Turns out, the address is not residential but commercial, specifically, the address is of a fashionable dress shop, a dress shop that has in the window, to the narrator’s horror, a manikin with the same exact plaid dress Amy wore to her one and only session with him. And the eyes, oh, those manikin eyes, have an eerily familiar gleam. Alarmed beyond belief, thinking more conclusive evidence must be gathered, the narrator disguises his voice on a phone call to the store. Horror of horrors - the narrator discovers this fashion shop is exactly the very one where his wife purchases her cloths!
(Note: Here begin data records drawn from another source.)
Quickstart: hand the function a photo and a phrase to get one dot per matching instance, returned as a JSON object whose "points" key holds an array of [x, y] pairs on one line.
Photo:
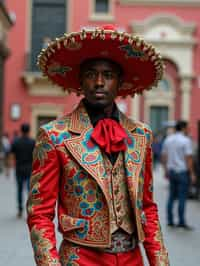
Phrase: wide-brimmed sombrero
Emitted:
{"points": [[142, 65]]}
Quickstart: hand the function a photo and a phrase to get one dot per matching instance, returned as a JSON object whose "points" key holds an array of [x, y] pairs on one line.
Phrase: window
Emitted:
{"points": [[48, 22], [158, 115], [164, 85], [101, 6]]}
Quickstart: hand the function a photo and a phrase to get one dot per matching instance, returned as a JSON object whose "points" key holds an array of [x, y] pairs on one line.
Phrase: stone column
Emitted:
{"points": [[186, 87]]}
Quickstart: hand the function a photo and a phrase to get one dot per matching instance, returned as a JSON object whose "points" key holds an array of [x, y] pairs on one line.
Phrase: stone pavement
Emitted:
{"points": [[15, 247]]}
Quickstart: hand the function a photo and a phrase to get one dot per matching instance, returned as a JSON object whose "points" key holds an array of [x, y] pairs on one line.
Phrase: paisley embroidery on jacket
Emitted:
{"points": [[42, 148], [161, 255], [69, 254], [42, 247], [34, 188]]}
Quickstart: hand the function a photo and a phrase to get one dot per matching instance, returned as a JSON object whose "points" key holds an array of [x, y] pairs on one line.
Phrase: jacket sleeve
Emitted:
{"points": [[42, 201], [153, 244]]}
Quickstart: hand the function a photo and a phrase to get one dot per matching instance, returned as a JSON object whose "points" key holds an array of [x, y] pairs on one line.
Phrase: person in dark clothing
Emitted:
{"points": [[22, 148]]}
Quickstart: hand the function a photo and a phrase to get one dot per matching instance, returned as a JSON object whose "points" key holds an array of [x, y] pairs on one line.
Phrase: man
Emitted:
{"points": [[95, 162], [177, 156], [22, 149]]}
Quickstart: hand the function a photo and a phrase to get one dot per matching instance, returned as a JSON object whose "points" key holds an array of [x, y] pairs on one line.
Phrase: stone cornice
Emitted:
{"points": [[162, 2]]}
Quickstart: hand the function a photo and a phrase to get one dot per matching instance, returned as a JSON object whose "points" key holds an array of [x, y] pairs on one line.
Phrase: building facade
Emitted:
{"points": [[172, 26], [5, 25]]}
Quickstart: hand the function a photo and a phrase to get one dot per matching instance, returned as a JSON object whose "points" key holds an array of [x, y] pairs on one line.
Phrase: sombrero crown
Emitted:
{"points": [[142, 65]]}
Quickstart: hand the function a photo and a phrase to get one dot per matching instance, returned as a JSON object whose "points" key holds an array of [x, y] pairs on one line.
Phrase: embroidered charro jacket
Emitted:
{"points": [[70, 170]]}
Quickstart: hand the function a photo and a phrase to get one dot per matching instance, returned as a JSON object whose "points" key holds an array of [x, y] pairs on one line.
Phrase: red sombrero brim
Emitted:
{"points": [[142, 66]]}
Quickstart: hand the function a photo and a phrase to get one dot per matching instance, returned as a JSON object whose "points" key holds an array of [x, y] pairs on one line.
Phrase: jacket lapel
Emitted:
{"points": [[134, 155], [86, 152]]}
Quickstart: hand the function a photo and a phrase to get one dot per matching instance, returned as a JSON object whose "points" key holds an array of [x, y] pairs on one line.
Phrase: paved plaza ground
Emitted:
{"points": [[15, 247]]}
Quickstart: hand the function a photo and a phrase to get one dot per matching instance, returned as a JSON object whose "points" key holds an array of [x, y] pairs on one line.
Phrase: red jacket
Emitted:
{"points": [[65, 163]]}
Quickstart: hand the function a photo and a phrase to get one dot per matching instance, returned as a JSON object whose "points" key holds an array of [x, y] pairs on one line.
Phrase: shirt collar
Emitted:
{"points": [[95, 114]]}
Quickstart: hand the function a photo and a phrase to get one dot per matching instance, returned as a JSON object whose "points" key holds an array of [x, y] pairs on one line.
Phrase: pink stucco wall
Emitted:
{"points": [[16, 91]]}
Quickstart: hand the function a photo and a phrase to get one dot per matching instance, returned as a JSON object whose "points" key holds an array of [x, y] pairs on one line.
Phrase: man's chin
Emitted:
{"points": [[99, 104]]}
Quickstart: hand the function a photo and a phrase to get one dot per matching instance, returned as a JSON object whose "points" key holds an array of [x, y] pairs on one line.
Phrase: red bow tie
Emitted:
{"points": [[109, 135]]}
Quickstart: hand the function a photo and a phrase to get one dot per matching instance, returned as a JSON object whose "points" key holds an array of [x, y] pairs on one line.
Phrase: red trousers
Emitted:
{"points": [[75, 255]]}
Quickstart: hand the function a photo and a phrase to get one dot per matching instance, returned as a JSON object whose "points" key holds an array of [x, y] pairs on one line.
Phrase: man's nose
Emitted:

At this point the narrator feels a vague sense of paranoia coming on. In subsequent nights, he begins experiencing a series of horrible nightmares, a repetition of seeing the hallways of his own house lined with either people dressed up as dolls or dolls dressed up as people, all with that eerily familiar fixed gaze. Still in his dream, he returns their gaze and wonders if his own eyes are equally fixed. One of the doll-people beckons to him: “Become as we are, sweetie, Die into us.” He wakes with a start and begins to scream.

The tale continues, the strangeness and eeriness is ratcheted up again and again. Was Amy a manikin all along? Is he a real human psychotherapist or only a sophisticated human-looking doll manipulated by a higher sadistic intelligence?

This is my very favorite Ligotti tale.  I highly, highly recommend.